Siamo egoisti, viscidi e meschini.
Siamo i cani della città del cane.
Nessuna scenografia, nessun effetto speciale.
Una storia.
E un narratore.
Ci siamo da subito.
Dogville.
Riunioni sul riarmo morale.
Alla scoperta dell’animo umano.
E il finale cazzo?
Il pessimismo cosmico.
Vogliamo parlare del finale?
Le colpe vanno punite.
A guidare le azioni dell’uomo sono le sensazioni più bieche, più viscide, più animali.
L’istinto dell’accoppiamento.
Con la natura umana non c’è nulla da fare.
Siamo i cani di Dogville.
Siamo egoisti, viscidi e meschini.
Siamo i cani della città del cane.
Fine della “recensione”, Rain Dogs, uomini come cani.
Voto 9
“Manderlay” di Lars von Trier
Siamo gli schiavi di Manderlay.
Abbiamo le nostre regole e non vogliamo le tue.
Il tuo ideale di giusto non è il mio.
Conclusa la triste esperienza di Dogville Grace si ritrova a Manderlay.
Una piantagione di schiavi neri.
Prima vittima indifesa, ora ha invece il pieno potere.
E ora può finalmente rifarsi.
Ora può finalmente salvarli.
Ora può finalmente riportare la democrazia.

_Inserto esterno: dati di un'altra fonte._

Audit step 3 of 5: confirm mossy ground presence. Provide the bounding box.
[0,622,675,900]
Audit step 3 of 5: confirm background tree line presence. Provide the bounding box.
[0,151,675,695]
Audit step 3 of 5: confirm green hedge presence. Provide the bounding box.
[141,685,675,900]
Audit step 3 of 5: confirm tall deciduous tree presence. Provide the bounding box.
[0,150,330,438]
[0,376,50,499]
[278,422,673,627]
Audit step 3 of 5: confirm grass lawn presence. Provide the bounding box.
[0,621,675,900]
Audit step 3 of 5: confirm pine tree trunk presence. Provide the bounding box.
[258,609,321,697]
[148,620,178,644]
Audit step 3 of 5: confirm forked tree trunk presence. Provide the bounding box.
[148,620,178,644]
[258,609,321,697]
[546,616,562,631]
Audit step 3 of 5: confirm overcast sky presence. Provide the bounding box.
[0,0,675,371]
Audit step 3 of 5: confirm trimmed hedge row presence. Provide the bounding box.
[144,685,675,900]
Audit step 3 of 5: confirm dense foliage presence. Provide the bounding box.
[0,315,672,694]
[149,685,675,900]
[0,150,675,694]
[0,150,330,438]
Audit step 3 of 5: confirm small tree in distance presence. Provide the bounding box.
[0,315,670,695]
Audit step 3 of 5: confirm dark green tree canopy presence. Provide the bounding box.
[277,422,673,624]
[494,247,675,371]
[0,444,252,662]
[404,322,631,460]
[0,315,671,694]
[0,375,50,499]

Il Principe di Machiavelli.
Glli uomini sono sempre uomini.
A volte è necessario essere cruenti per ottenere il rispetto della comunità.
In nome della democrazia.
L’arte del buon governare.
Il compromesso.
La guerra.
I tuoi ideali.
La mia prof di italiano diceva
sempre.
Non sono patate, non si esporta la democrazia.
Siamo gli schiavi di Manderlay.
Abbiamo le nostre regole e non vogliamo le tue.

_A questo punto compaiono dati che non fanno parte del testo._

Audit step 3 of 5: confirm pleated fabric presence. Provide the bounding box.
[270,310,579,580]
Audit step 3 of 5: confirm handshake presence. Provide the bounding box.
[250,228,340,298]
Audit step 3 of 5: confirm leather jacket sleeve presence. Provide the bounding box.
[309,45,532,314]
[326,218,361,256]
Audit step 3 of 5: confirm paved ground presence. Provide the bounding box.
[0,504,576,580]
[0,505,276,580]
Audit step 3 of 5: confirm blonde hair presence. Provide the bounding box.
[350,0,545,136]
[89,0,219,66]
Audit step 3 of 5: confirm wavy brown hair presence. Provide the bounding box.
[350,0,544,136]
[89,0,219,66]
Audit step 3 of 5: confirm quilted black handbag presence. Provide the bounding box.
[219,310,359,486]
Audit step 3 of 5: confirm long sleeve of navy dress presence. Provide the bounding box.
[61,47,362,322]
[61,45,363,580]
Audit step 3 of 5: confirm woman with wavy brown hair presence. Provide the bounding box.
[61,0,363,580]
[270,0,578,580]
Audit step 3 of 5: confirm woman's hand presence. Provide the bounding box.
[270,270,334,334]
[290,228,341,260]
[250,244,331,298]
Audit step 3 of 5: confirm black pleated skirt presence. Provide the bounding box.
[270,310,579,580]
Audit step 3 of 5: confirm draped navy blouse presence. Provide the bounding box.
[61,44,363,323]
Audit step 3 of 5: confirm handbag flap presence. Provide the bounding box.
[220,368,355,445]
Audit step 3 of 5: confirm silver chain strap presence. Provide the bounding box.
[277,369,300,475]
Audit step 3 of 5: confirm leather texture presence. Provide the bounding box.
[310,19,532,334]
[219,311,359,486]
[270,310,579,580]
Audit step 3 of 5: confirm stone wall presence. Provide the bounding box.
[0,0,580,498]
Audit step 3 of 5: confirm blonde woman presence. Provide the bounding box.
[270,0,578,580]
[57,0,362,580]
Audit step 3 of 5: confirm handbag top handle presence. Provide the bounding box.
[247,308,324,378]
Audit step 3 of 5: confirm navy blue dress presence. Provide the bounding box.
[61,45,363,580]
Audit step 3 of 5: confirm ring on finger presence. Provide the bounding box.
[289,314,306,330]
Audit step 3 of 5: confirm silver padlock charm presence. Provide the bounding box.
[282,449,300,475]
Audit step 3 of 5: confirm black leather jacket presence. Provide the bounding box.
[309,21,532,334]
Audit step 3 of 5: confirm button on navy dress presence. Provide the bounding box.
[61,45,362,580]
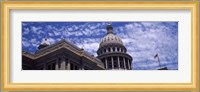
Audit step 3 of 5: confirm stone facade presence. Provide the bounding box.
[22,24,132,70]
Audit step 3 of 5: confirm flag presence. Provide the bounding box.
[154,53,158,58]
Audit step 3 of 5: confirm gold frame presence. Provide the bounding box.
[1,2,199,91]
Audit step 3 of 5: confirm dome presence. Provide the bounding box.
[100,24,123,47]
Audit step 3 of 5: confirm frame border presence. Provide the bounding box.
[1,2,199,91]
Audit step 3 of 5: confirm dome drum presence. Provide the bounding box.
[97,43,127,55]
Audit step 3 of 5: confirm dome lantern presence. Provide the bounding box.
[106,23,113,34]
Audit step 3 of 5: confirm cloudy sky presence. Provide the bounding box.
[22,22,178,70]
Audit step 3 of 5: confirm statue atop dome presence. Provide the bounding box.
[107,23,113,34]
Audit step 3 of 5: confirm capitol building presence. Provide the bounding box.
[22,24,132,70]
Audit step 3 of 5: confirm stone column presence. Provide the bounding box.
[123,57,126,69]
[67,59,70,70]
[105,58,108,69]
[127,59,131,69]
[56,59,59,70]
[61,57,65,70]
[117,56,120,69]
[111,57,114,69]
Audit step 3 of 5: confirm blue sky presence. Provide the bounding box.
[22,22,178,70]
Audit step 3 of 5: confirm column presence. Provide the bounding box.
[111,57,114,69]
[43,62,47,70]
[129,60,132,69]
[127,59,131,69]
[67,58,70,70]
[106,48,108,52]
[123,57,126,69]
[61,57,65,70]
[117,56,120,69]
[56,59,59,70]
[105,58,108,69]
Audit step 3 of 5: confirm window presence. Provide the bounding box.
[112,47,115,52]
[65,58,68,66]
[108,48,110,52]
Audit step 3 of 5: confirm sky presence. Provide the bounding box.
[22,22,178,70]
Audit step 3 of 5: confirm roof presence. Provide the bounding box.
[22,39,103,67]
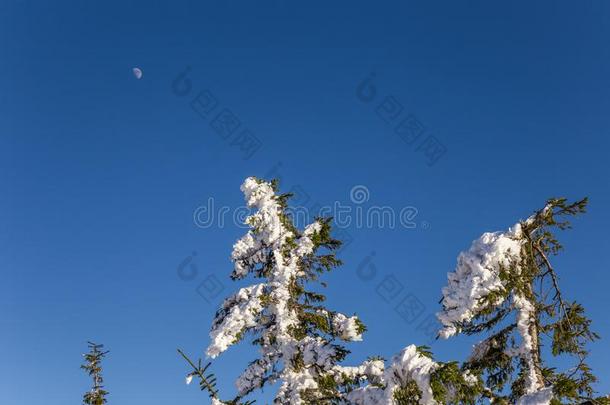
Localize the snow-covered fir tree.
[180,178,595,405]
[80,342,108,405]
[438,198,610,404]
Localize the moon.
[131,68,142,80]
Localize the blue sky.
[0,1,610,405]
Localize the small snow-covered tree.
[180,178,481,404]
[438,198,610,404]
[80,342,108,405]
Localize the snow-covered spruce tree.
[180,178,482,404]
[437,198,610,404]
[80,342,108,405]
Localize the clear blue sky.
[0,1,610,405]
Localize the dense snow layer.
[516,387,553,405]
[437,224,523,339]
[347,345,438,405]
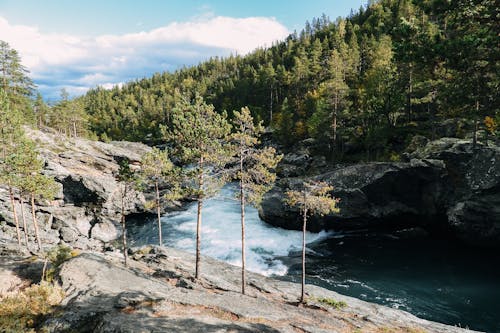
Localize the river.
[128,185,500,332]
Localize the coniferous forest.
[4,0,500,161]
[70,0,500,160]
[0,0,500,332]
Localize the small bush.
[0,282,64,333]
[316,298,347,309]
[44,245,79,282]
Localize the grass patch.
[376,327,427,333]
[316,297,347,310]
[0,281,64,333]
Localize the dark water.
[285,233,500,332]
[129,186,500,333]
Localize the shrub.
[0,281,64,333]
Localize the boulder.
[260,160,444,231]
[260,138,500,246]
[0,128,154,250]
[37,247,471,333]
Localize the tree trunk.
[194,157,203,279]
[472,100,479,148]
[300,200,307,303]
[9,187,21,246]
[31,193,42,251]
[240,151,246,295]
[121,185,128,267]
[408,63,413,122]
[155,180,163,246]
[19,196,29,249]
[269,85,273,126]
[2,141,21,246]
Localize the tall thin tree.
[232,107,282,294]
[286,182,339,303]
[141,148,181,246]
[162,96,231,279]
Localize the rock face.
[0,129,150,249]
[413,138,500,246]
[260,138,500,246]
[37,247,474,333]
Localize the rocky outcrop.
[0,129,150,249]
[260,138,500,246]
[411,138,500,246]
[34,247,472,333]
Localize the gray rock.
[260,138,500,247]
[37,247,474,333]
[0,128,154,249]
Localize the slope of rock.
[260,138,500,246]
[0,129,150,249]
[37,247,474,333]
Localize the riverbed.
[128,185,500,332]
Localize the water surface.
[129,185,500,332]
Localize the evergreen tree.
[231,107,282,294]
[286,182,339,303]
[115,159,138,267]
[0,41,34,116]
[0,88,24,245]
[141,148,180,246]
[163,96,231,279]
[9,139,57,251]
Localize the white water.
[129,185,330,276]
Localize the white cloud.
[0,16,289,97]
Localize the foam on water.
[129,185,329,276]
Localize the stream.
[128,184,500,332]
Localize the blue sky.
[0,0,366,99]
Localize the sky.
[0,0,366,100]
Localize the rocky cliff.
[0,247,480,333]
[0,129,150,250]
[260,138,500,246]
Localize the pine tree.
[0,41,34,116]
[0,89,24,246]
[162,96,231,279]
[115,159,138,267]
[141,148,181,246]
[231,107,282,294]
[9,139,57,251]
[286,182,339,303]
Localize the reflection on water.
[129,186,500,332]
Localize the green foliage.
[0,40,34,120]
[316,297,347,310]
[231,107,282,206]
[286,182,339,216]
[141,148,183,246]
[0,281,64,333]
[162,96,231,198]
[43,245,76,282]
[58,0,500,160]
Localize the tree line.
[117,96,339,302]
[78,0,500,160]
[0,38,337,302]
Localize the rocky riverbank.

Il tuo ideale di giusto non è il mio.
Fine della “recensione”, American Idiot.
Voto 7
“Melancholia“, di Lars von Trier
Comincio citando Giancarlo Zappoli:
Sulla complessità di un mondo che vorrebbe poter amare non riuscendoci, il regista danese fa intervenire il suo amore per l’Arte che si è data il compito di ‘leggere’ per noi la realtà nel profondo. Nel farlo getta un ponte (più o meno conscio non sappiamo) con un Maestro del Cinema come Andrej Tarkovskij. Come non pensare a Lo specchio dinanzi alla doppia proposizione de “Il ritorno dei cacciatori” di Pieter Brueghel il Vecchio? Ma, soprattutto, come non ricordare Sacrificio, l’ultimo film del regista russo che affrontava una tematica analoga partendo da premesse differenti ma con la stessa volontà di messa in gioco di uno sguardo e una ricerca ‘alti’? Uno sguardo e una ricerca che Von Trier vuole condividere con lo spettatore, convinto com’è che “può darsi che non ci sia nessuna verità per cui provare un ardente desiderio ma che il desiderio di per sé stesso è già vero.

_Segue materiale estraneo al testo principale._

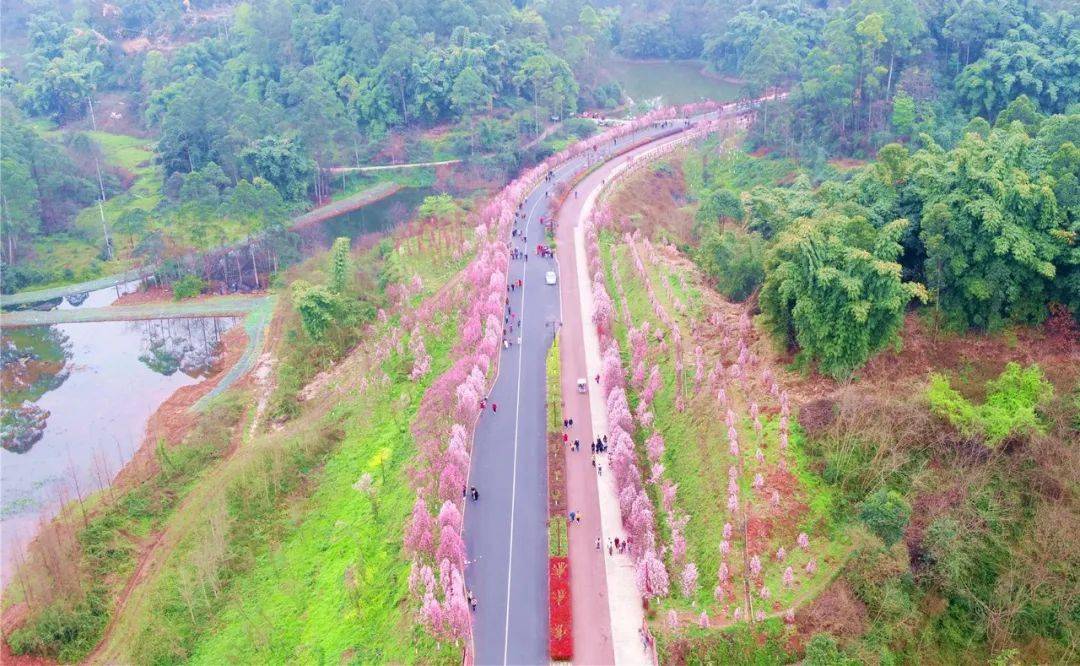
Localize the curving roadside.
[557,106,745,664]
[464,117,699,664]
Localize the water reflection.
[0,317,235,455]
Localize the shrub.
[173,274,206,301]
[802,634,851,666]
[760,212,927,378]
[859,488,912,547]
[694,230,765,301]
[927,363,1054,446]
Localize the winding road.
[464,117,695,665]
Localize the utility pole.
[94,155,113,261]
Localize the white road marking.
[502,186,540,664]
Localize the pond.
[0,188,435,583]
[299,187,438,250]
[603,59,742,104]
[0,297,237,582]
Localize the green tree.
[173,273,206,301]
[240,135,315,201]
[293,280,355,341]
[112,207,149,249]
[694,188,743,230]
[892,91,916,136]
[859,488,912,547]
[994,95,1042,136]
[760,210,924,377]
[802,633,852,666]
[329,236,352,295]
[450,67,491,149]
[694,229,765,301]
[916,127,1063,329]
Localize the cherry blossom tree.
[679,562,698,598]
[443,569,472,641]
[405,497,434,554]
[635,548,667,599]
[420,592,443,636]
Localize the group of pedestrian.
[589,435,607,453]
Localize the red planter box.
[548,557,573,662]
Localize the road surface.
[464,124,673,665]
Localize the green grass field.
[600,232,850,619]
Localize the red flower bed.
[548,557,573,662]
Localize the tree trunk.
[885,45,896,99]
[247,244,262,289]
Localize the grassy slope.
[99,218,465,663]
[186,326,457,664]
[600,233,848,617]
[20,123,162,289]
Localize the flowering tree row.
[397,105,734,641]
[597,205,818,625]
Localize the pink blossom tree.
[405,497,434,554]
[635,548,667,599]
[679,562,698,598]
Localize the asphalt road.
[464,120,672,665]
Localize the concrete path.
[464,121,671,665]
[548,114,743,665]
[464,170,558,664]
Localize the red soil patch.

Fonte: http://www.mymovies.it/film/2011/melancholia/
e strabuzzo gli occhi, Sacrificio è il film che ho nonrecensito prima di questo, anch’io ho pensato a Tarkovskij uscendo dalla sfavillante sala 1 del cinema Uci di Savignano sul Rubicone, dove appena finita la proiezione un tizio dietro di me ha commentato”pessimo”, ed io gli ho sussurrato: “ma vaffanculo”.
Melancholia è l’apocalisse in 2 atti, con il preludio di Tristano e Isotta a fare da colonna sonora alla fine del mondo:
[youtube http://www.youtube.com/watch?v=xWQ2YZG8kcA&w=560&h=315]
Fine della “recensione”, i fagioli sono 768, siamo universalmente soli.